Although, I do hope that we can have a complete ban on plastic bags and straws in Fiji.  For example, the Urgent Action Hub for Climate Justice, is launching a campaign to ban single-use plastic on Oceans Day.

These are young people from Fiji and the Pacific small island states. Please everyone, support the campaign and contact Maria Nailevu of DIVA for Equality to know more on this work by Pacific young people and women.


  1. What more can youths do to help meet the SDG14?

There was an article published late last year about a young man from Mumbai who started cleaning up his local beach every weekend for a year because it was completely littered with rubbish and the local municipality didn’t prioritise it as it wasn’t often visited.

In the months that followed, his efforts created a huge movement and they managed to clear hundreds of tons of plastics and other debris.

There are many lessons that can be taken away from what this young man did. If there is one thing youth can do based on his story, it is to MOBILISE! And make waves.

You don’t have to look far, see what you can do in your own home, community or town. Youths have so much energy and if focused and directed, they can achieve so much.
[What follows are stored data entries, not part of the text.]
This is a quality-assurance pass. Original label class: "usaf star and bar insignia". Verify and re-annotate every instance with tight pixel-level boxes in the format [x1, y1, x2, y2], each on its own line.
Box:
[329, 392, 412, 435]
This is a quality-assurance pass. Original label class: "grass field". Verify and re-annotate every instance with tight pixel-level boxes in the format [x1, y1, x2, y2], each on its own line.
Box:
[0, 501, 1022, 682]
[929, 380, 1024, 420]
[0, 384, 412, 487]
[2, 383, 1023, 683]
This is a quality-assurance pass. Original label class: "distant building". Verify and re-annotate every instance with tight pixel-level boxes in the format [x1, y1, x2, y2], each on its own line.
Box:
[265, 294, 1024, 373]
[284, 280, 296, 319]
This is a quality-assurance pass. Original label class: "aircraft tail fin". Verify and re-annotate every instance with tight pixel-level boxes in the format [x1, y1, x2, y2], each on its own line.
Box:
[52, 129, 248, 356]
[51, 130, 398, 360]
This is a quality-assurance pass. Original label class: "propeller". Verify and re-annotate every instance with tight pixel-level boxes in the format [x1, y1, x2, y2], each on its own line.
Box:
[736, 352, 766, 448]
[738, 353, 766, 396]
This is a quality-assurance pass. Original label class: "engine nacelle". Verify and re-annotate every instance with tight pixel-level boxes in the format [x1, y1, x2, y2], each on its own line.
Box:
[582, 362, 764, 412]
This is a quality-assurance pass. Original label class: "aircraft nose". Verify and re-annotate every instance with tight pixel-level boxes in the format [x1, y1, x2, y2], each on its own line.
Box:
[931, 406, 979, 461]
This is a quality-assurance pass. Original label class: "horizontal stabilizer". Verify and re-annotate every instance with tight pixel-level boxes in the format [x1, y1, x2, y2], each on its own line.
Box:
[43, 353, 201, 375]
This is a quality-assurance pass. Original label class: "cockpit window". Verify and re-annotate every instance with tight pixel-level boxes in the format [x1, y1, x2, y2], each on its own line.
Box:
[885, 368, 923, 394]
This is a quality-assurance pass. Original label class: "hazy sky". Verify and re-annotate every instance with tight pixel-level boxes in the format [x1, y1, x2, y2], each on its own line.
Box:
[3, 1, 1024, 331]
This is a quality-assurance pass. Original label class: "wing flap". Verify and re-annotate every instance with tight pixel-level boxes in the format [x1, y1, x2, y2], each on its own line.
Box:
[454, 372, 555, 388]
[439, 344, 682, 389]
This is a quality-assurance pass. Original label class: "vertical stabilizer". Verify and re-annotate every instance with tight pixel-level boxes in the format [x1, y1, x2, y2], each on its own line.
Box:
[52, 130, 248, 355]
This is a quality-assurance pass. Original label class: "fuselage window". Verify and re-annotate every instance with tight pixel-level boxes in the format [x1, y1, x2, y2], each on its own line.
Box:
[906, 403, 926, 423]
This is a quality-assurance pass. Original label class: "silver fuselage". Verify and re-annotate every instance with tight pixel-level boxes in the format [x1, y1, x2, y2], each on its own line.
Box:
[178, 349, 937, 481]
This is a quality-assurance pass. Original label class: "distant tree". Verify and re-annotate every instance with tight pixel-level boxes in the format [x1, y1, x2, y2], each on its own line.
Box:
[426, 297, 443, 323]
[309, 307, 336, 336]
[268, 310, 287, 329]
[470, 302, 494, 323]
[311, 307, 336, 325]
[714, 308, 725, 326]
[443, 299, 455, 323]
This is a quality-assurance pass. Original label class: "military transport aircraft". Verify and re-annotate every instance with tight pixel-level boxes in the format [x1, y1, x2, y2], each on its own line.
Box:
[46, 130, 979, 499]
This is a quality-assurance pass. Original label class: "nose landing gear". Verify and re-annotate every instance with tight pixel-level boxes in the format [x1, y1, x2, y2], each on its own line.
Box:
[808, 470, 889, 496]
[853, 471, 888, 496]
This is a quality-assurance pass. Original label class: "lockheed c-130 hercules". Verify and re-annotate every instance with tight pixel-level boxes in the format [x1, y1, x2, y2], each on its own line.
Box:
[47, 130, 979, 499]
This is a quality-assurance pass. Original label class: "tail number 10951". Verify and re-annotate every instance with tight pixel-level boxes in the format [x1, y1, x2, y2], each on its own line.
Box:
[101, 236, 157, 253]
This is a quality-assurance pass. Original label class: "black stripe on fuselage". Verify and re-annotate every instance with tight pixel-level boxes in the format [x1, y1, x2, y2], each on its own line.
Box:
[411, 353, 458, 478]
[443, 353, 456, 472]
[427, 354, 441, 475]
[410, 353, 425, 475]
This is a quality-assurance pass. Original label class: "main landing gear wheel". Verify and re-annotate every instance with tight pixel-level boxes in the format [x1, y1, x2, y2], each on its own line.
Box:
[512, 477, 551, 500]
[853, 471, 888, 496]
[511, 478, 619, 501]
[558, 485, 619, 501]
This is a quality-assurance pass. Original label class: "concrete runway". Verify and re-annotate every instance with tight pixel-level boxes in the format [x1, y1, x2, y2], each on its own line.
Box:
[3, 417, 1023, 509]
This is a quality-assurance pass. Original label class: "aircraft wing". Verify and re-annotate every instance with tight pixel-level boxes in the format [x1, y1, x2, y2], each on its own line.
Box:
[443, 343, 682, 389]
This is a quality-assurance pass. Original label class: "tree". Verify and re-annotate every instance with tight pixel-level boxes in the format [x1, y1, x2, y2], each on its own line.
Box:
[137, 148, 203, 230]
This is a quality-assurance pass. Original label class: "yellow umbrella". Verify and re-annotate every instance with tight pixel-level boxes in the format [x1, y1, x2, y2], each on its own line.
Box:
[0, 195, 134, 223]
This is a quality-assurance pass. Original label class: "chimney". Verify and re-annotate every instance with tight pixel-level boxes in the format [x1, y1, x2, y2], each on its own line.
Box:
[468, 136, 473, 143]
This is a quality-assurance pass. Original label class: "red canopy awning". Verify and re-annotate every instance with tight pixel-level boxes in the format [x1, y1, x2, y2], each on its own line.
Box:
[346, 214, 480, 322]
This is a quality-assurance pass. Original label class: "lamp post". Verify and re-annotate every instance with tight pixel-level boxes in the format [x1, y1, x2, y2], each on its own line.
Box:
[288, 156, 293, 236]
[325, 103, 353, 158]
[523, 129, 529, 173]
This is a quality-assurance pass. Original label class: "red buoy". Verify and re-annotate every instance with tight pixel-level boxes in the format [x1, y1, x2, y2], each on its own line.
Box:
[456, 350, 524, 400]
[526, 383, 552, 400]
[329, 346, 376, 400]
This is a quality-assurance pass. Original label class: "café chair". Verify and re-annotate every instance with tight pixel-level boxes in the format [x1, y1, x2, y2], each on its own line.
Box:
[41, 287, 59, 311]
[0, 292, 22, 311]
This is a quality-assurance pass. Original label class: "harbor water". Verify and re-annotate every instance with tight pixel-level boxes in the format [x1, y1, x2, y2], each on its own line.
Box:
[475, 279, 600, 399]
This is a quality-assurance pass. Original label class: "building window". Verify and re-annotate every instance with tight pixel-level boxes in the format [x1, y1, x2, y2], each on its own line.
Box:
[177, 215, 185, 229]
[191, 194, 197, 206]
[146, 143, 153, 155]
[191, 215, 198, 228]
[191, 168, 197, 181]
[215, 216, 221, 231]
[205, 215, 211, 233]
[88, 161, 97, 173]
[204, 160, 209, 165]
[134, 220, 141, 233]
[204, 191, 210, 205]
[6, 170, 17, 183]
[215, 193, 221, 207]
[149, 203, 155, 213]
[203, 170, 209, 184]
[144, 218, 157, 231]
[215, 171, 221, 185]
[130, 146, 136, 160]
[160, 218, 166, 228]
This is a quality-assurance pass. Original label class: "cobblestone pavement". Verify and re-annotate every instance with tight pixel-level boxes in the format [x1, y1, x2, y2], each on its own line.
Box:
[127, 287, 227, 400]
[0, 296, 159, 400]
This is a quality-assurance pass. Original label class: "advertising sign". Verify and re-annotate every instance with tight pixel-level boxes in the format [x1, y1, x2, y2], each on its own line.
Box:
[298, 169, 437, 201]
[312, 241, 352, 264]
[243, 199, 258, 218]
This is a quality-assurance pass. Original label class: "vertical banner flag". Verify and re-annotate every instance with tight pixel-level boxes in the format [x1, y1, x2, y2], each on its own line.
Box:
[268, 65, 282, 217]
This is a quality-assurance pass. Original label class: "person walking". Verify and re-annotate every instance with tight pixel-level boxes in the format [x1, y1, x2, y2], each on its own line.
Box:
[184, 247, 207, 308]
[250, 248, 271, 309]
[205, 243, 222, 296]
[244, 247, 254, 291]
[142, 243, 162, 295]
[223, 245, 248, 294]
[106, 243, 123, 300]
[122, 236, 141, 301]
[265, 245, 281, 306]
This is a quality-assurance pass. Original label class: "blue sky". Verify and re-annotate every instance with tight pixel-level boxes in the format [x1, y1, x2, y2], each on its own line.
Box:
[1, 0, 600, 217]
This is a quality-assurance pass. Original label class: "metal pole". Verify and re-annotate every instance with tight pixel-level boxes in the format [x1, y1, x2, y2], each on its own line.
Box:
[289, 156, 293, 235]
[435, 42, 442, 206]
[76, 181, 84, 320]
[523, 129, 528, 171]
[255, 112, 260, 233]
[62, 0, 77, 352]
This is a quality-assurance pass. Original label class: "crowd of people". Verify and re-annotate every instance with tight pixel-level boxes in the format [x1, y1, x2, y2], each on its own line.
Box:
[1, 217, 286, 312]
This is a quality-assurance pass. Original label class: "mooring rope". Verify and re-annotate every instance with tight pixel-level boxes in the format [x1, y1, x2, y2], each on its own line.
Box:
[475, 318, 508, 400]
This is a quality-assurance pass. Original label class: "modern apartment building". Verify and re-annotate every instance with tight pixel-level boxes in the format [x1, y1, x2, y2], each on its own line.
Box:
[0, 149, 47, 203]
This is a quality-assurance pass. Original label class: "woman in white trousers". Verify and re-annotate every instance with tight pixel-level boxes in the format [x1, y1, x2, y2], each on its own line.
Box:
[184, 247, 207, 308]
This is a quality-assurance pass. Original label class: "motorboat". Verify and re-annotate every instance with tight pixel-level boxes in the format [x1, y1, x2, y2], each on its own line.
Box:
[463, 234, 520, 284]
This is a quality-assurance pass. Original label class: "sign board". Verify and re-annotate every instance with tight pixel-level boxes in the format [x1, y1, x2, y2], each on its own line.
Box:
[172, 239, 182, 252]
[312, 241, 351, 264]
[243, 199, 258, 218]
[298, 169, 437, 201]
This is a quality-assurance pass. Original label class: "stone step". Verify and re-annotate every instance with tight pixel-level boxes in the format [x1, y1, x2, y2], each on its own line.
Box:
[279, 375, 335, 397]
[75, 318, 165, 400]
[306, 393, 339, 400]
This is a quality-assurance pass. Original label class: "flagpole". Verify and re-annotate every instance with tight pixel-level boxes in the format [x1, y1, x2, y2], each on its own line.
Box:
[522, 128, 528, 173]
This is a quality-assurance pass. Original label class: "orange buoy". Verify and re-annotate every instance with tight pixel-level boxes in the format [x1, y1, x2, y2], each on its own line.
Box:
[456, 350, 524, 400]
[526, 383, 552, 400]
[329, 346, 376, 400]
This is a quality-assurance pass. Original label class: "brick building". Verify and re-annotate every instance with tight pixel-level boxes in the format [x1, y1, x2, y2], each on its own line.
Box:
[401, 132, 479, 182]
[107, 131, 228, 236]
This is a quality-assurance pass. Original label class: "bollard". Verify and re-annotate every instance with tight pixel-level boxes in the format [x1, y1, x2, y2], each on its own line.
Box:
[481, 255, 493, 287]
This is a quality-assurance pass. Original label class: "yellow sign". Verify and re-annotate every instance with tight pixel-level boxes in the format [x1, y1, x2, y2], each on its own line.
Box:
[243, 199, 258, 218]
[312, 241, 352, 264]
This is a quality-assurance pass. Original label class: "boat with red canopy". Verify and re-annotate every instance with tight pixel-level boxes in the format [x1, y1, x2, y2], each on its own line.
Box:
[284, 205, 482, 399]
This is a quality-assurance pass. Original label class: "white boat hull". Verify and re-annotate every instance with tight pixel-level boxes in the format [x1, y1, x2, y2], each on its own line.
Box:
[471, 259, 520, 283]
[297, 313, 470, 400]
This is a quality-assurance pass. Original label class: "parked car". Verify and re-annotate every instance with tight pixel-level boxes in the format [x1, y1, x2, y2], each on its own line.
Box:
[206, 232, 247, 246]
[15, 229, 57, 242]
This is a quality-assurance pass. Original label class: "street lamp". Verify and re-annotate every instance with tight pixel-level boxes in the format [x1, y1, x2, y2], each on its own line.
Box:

Just to complete the story, the young man was later awarded the UN Champion of the Earth award.


  1. What do you think about the role Fiji is playing in the Conference?

Challenging.  Exciting. Inspiring. We are co-hosting the first ever UN World Oceans Conference and that is an opportunity for not only Fiji but for all Small Island Developing States.  It is an opportunity to draw attention to the unique circumstances for Pacific Island Countries.


  1. What more can individuals do to meet the commitments under SDG14?

The simplest one that we have all learned growing up; the 3Rs – Reduce, Reuse, Recycle.

The concept has been around for decades but we can see for ourselves how difficult it may be to do.  So working towards making a more conscious effort to practise this is what we can do as individuals.


  1. Any words on Fiji’s decision to involve youth representative as part of their delegation?

It is very encouraging to see that Fiji has been doing this and I would like to commend them for allowing youth engagement in this process and it is so important in terms of gaining experience in participating in these international spaces.


  1. Any further comments?

For CSO representatives, we need to seek our own funding to attend and on that note I would like to thank the following partners – Coral Reef Alliance, Bua Urban Youth Network, and DIVA for Equality Fiji as the Women’s Major Group PSIDS Organising Partner for their ongoing advocacy for more young people and women to be included, and for funding and support.